I have following code:
<?php
function calculate_string( $mathString ) {
$mathString = trim($mathString); // trim white spaces
$mathString = preg_replace("/[^0-9\(\)\+\-\*\/\.]/", "", $mathString);
return eval("return $mathString;");
}
$string1 = " (1 + 1) *3+ (2 + 2)";
echo calculate_string($string1);
$string2 = " (1 + 1) *3+* (2 + 2)";
echo calculate_string($string2);
?>
function calculate_string() must calculate math expression given in string as a param. First call on string1 work good.

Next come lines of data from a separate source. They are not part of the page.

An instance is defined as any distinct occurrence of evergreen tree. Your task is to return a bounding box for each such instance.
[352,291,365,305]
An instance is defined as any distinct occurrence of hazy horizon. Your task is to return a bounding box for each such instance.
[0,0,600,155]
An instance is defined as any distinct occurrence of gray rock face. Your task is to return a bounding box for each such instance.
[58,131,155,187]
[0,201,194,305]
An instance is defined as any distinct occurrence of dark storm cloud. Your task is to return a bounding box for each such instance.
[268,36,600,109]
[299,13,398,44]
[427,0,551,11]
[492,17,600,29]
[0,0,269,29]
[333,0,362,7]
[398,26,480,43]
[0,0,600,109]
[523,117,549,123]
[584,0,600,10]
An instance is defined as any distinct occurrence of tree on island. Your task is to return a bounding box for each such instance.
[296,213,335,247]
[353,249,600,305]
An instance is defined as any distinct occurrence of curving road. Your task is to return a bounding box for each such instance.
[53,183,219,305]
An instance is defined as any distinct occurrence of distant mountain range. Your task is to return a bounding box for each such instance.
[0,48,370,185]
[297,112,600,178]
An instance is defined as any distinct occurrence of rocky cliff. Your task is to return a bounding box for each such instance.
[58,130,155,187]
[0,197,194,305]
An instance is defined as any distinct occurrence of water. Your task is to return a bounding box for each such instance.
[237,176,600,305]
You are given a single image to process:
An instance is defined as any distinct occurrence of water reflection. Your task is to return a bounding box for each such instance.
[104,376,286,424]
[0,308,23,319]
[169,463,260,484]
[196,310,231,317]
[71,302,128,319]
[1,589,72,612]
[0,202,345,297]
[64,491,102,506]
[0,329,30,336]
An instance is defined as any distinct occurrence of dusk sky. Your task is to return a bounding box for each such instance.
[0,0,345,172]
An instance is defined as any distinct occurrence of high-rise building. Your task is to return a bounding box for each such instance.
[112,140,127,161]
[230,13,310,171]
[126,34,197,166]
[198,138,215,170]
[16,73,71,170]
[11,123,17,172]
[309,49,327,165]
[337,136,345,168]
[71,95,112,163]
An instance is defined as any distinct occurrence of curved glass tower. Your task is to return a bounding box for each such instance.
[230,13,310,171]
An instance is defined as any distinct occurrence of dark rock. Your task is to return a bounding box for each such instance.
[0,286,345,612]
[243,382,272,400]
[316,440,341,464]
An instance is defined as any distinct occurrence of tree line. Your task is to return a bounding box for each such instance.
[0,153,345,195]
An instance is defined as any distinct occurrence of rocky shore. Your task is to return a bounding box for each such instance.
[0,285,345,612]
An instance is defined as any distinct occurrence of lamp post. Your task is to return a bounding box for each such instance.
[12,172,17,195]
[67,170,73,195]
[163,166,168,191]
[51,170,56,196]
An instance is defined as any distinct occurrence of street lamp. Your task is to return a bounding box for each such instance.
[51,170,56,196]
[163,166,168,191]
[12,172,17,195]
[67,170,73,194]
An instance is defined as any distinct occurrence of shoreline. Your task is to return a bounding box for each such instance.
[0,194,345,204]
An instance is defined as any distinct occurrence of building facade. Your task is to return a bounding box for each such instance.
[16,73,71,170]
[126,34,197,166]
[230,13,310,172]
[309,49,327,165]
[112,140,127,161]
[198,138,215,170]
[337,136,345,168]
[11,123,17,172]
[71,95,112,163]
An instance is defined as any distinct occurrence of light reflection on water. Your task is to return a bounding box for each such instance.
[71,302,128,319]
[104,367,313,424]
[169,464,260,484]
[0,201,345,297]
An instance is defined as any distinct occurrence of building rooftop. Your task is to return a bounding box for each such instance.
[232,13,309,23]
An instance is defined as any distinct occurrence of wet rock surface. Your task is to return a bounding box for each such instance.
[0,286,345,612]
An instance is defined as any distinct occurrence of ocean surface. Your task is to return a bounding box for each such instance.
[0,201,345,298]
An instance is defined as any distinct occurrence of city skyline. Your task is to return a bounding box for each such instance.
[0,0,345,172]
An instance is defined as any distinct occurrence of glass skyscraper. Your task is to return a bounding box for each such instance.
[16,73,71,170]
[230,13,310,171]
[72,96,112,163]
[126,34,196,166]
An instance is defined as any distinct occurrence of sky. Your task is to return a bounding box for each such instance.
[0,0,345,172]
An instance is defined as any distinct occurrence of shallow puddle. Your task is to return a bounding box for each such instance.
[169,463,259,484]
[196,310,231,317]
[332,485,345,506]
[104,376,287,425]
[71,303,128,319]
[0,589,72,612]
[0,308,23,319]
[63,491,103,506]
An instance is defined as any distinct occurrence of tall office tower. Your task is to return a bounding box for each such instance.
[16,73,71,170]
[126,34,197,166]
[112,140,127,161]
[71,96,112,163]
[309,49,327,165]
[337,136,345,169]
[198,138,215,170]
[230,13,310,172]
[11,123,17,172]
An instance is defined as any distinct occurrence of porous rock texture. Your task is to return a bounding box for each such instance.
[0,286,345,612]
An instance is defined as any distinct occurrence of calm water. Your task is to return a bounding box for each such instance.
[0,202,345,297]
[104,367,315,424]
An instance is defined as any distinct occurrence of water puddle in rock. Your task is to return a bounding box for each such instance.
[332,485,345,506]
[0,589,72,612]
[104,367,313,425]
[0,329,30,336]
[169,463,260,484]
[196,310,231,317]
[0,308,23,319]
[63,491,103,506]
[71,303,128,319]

But, how I can detect if math. string have math. error in syntax like in seconda call, and return some value depends of error type, or simple return nothing(better solution)? So, problem is parse_error in second call when math expression contain errors in syntax.
Please help.
Ok, so you'd like to sport something like *3+*
in:
$string2 = " (1 + 1) *3+* (2 + 2)";
Well you can do this in many ways, by checking string yourself for some common errors or by checking eval()
's return value (docs):
As of PHP 7, if there is a parse error in the evaluated code, eval() throws a ParseError exception. Before PHP 7, in this case eval() returned FALSE and execution of the following code continued normally. It is not possible to catch a parse error in eval() using set_error_handler().